今更『火花』感想 映画観て→原作読む

日々の事

先日映画『火花』を観に行った。

菅田君も又吉も好きだから。でも原作は読んでないんだよね。テレビドラマ版はチラッと観たけど途中で止めちゃったので映画で最後まできちんと観るぞと。

 

私は文庫化しないと読まないので、世の中が芥川賞受賞で大騒ぎしているときは読む予定は無く、文庫化された頃にはドラマ化もされて映画化も決まっていたので読まなくてもいいなかという気分になっていた。

 

ドラマは人気の俳優さん起用して、おもしろく作られていたけど、又吉の書いた原作は読みにくそうだしなと勝手に思ってた。

だって、太宰治を敬愛している又吉が書いた文章でしょ?難解なんだろうな~って。

 

今回の映画化で主役は菅田将暉、芥川賞×菅田将暉というと思い出すのは『共喰い』

田中慎弥の芥川賞受賞作が2013年に菅田将暉主演で映画化された。

『共喰い』は原作→映画で読んでから観たが、どちらもどうしようもなく暗かった

世の中の評価はどちらも高いけど、私は好きではない。

菅田君はこの作品で日本アカデミー新人賞を受賞して、演技派の仲間入りした感じ。

映画を見たとき、「うわ~このコよくこんな役やったなぁ」と思って観ていた。

なんか、『うなぎ』や『青春の門』(大竹しのぶが出てたやつね)を思い出す、泥臭い青臭い血なまぐさい映画。

『共喰い』を思い出すと鼻先に川のよどんだ泥の匂いがする気がする。

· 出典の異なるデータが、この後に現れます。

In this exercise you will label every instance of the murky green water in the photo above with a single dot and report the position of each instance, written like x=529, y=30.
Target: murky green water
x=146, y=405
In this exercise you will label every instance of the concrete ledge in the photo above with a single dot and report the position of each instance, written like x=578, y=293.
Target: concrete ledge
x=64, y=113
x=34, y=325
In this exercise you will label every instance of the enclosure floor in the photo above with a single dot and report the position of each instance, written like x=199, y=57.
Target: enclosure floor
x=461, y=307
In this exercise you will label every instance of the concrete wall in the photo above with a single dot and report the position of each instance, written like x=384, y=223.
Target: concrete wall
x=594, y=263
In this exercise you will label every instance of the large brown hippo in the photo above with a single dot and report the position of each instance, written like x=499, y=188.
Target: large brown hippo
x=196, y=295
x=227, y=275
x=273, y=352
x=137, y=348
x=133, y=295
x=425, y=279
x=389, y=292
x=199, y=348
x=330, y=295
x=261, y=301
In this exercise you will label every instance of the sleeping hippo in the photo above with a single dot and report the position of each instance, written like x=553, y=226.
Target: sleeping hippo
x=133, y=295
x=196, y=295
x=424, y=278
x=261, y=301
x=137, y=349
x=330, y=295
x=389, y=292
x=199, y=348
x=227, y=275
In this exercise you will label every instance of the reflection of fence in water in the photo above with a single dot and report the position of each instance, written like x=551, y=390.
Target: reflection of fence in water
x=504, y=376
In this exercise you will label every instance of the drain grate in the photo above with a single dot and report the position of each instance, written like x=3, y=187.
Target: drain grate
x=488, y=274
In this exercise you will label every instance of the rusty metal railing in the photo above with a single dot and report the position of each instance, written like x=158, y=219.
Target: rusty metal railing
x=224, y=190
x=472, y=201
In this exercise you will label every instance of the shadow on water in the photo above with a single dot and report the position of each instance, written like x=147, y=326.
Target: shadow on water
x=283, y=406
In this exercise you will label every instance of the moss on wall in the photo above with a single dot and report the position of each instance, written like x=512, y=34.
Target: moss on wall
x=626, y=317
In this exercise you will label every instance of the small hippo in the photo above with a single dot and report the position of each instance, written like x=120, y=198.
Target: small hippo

それだけの強い印象を残す映画だったってことではあるね。

 

で、『火花』の映画。想像以上によかった。

菅田君やっぱうまいんだね。最後の漫才のシーンは涙がボロボロこぼれて仕方なかった。

あと、相方を演じた2丁拳銃の川谷が思いのほか良かった。何も言わずに佇んでるだけで売れない芸人の悲壮感が滲み出してた、いい顔してた。(いやまぁそりゃ現実だからかもしれんけど)

 

変わり者で無愛想で天才肌の芸人神谷を桐谷健太が演じてたけど、こちらに関してはなんか違和感があった。

桐谷健太は好きだけど、いや好きだからこそauの浦ちゃんのような“いい人”キャラが定着しすぎて神谷がしっくりこない。

2人の会話のやり取りはテンポ良くて小気味よさがあったけど、なんか最後までしっくりこない感が拭えなかった。

 

あと気になったのは、真樹役の木村文乃にあんなにまったりゆったりあほっぽくしゃべらせる必要があったのだろうか?という疑問。

 

でも、総じて見ごたえのあるいい映画でした。ほんとだよ。

最後に流れたこの曲もジーンときてまた泣けた。

 

もう原作を買ってまで読むことはないと思っていたら、ちょうどいいタイミングで2015年芥川賞受賞作品『火花』と『スクラップ・アンド・ビルド』が全文掲載されている文藝春秋を10円で入手することができたので読んでみた。(大学図書館のリユースセール)

 

驚いた。

又吉の文章がこんなに読みやすくておもしろいなんて驚いた。

すらすらサラサラとんとんと読める。『火花』を読んだあとは自分の文章もいつもよりすらすら書けるくらい。

 

あと、監督板尾がすごく原作に忠実に作ってたんだなという点も驚いた。ぶっとんだ人なのでもっとオリジナル解釈になってるかと思ったら、又吉の原作を大事にしてた。

 

衝撃のラストネタは原作ではどうなってるのかと思ったけど、こちらも原作通り。

このとんでもないオチが評価されているらしい。

 (コミック版もあり)

又吉の文章がこんなにいいなら二作目の『劇場』も読んでみたいな。私の読まない恋愛小説だけど、文章の良さで読めそう。